The TCGRS derived from the model exhibits a reliable biomarker for evaluating both prognosis and treatment effectiveness among patients with LUAD. This study is anticipated to offer valuable insights into developing effective treatment strategies for this patient population. It is believed that this study is anticipated to contribute significantly to clinical diagnostics, the development of therapeutic drugs, and the enhancement of patient care.
转激活 DNA 结合蛋白 43(TDP-43)通过调节 mRNA 剪接、运输、稳定性和非编码 RNA 分子,与肿瘤发生和进展密切相关。尽管对 TDP-43 在各种癌症类型中的功能进行了广泛的研究,但它在肺腺癌(LUAD)中的确切作用尚未完全阐明。理解与 TDP-43 相关的潜在生物学特征的一个重要方面是研究与该蛋白共表达的基因。本研究评估了这些共表达基因在 LUAD 中的预后意义,并随后基于这些发现探索了潜在的治疗策略。

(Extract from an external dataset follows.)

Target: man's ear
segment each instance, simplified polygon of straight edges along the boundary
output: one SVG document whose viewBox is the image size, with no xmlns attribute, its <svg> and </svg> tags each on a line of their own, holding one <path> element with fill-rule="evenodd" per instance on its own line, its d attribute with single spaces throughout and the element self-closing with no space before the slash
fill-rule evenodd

从公开数据库中检索 LUAD 的转录组学和临床数据,以建立 mRNA 表达谱与 TDP-43 存在之间的关联。建立了一个风险预后模型,以比较不同组患者的生存率,并评估其准确性。此外,还分析了不同组之间肿瘤干性、突变谱、肿瘤微环境(TME)特征、免疫检查点和免疫细胞浸润的差异。此外,还预测了每个不同组对免疫治疗的潜在反应以及对常用化疗药物和靶向药物的敏感性。
利用四个基因构建了 TDP-43 共表达基因风险评分(TCGRS)模型:驱动蛋白家族成员 20A(KIF20A)、WD 重复域 4(WDR4)、脯氨酸丰富 11(PRR11)和神经胶质成熟因子γ(GMFG)。Kaplan-Meier(K-M)生存曲线和接收器操作特征曲线下面积(AUC-ROC)有效说明了该模型预测 LUAD 患者生存的价值。基因集富集分析(GSEA)显示,高 TCGRS 组主要富集了与 DNA 复制和细胞周期相关的生物学途径和功能;低 TCGRS 组主要富集了与免疫相关的途径和功能。高 TCGRS 组和低 TCGRS 组在肿瘤干性、突变负担、TME、免疫浸润水平和免疫检查点方面存在差异。免疫治疗预测分析表明,高 TCGRS 组的肿瘤免疫功能障碍和排斥(TIDE)评分(p<0.001)和无反应率(74%比 51%,p<0.001)高于低 TCGRS 组。高 TCGRS 组的免疫表型评分(IPS)低于低 TCGRS 组(p<0.001)。药物敏感性分析显示,高 TCGRS 组顺铂、多西他赛、阿霉素、依托泊苷、吉西他滨、紫杉醇、长春新碱、厄洛替尼和吉非替尼的半数最大抑制浓度(IC50)值均低于低 TCGRS 组(均 p<0.01)。
该模型得出的 TCGRS 表现出可靠的生物标志物,可用于评估 LUAD 患者的预后和治疗效果。本研究有望为该患者群体的有效治疗策略的制定提供有价值的见解。相信这项研究有望对临床诊断、治疗药物的开发和患者护理产生重大影响。